Nas definições de IA listadas é possível identificar como elementos comuns: a) o caráter generalista; b) a tênue linha de diferenciação entre modelos estatísticos com ou sem o uso de técnicas de IA, inclusive citando termos e técnicas estatísticas associados igualmente a sistemas com ou sem IA; c) a prerrogativa de listar possibilidades de aplicação em diversos domínios e/ou categorias de risco; e d) conceituam a IA com base no termo “inteligência”, conceito não universal. Com base no cenário atual e nas propriedades da tecnologia, parece ser mais apropriado definir a IA pela natureza da tarefa a ser executada, e não pela técnica utilizada, ou seja, seria inteligência artificial quando o sistema substitui ações que requerem decisão humana, em geral, que acessam a “inteligência” em qualquer que seja sua compreensão.
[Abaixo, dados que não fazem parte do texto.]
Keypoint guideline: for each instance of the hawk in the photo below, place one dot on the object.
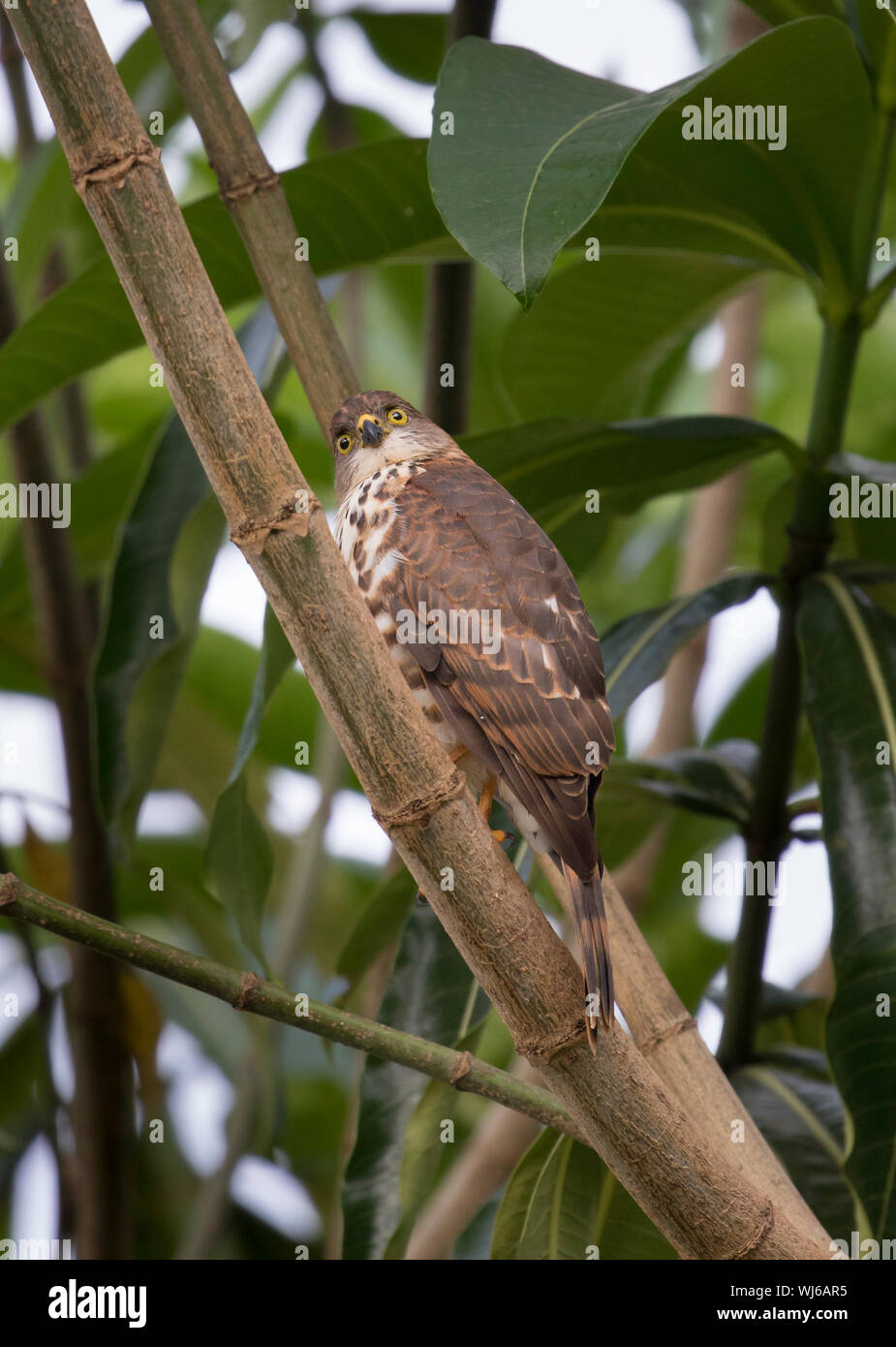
(491, 632)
Entre utopias e distopias sobre a inteligência artificial, destacam-se o risco existencial e o impacto na democracia.
O que é, afinal, inteligência artificial?
A resposta depende de quem responde. Conceito multifacetado, a IA já foi definida como imitação da mente humana, como lógica estatística, como agente racional ou como qualquer sistema que automatize decisões. O termo foi cunhado em 1956 por John McCarthy durante a conferência de Dartmouth e substituiu “estudos de autômatos” por soar mais atrativo. A seguir, 13 definições distintas.
- Stuart Russell e Peter Norvig | No livro Inteligência artificial, organizam as definições de IA em quatro categorias: pensar como humanos, pensar racionalmente, agir como humanos e agir racionalmente. A dupla vê a IA como o estudo de agentes que recebem percepções do ambiente e executam ações.
- OCDE | Define IA como sistema baseado em máquina que produz saídas (previsões, decisões) com diferentes níveis de autonomia, a partir de entradas humanas ou automatizadas.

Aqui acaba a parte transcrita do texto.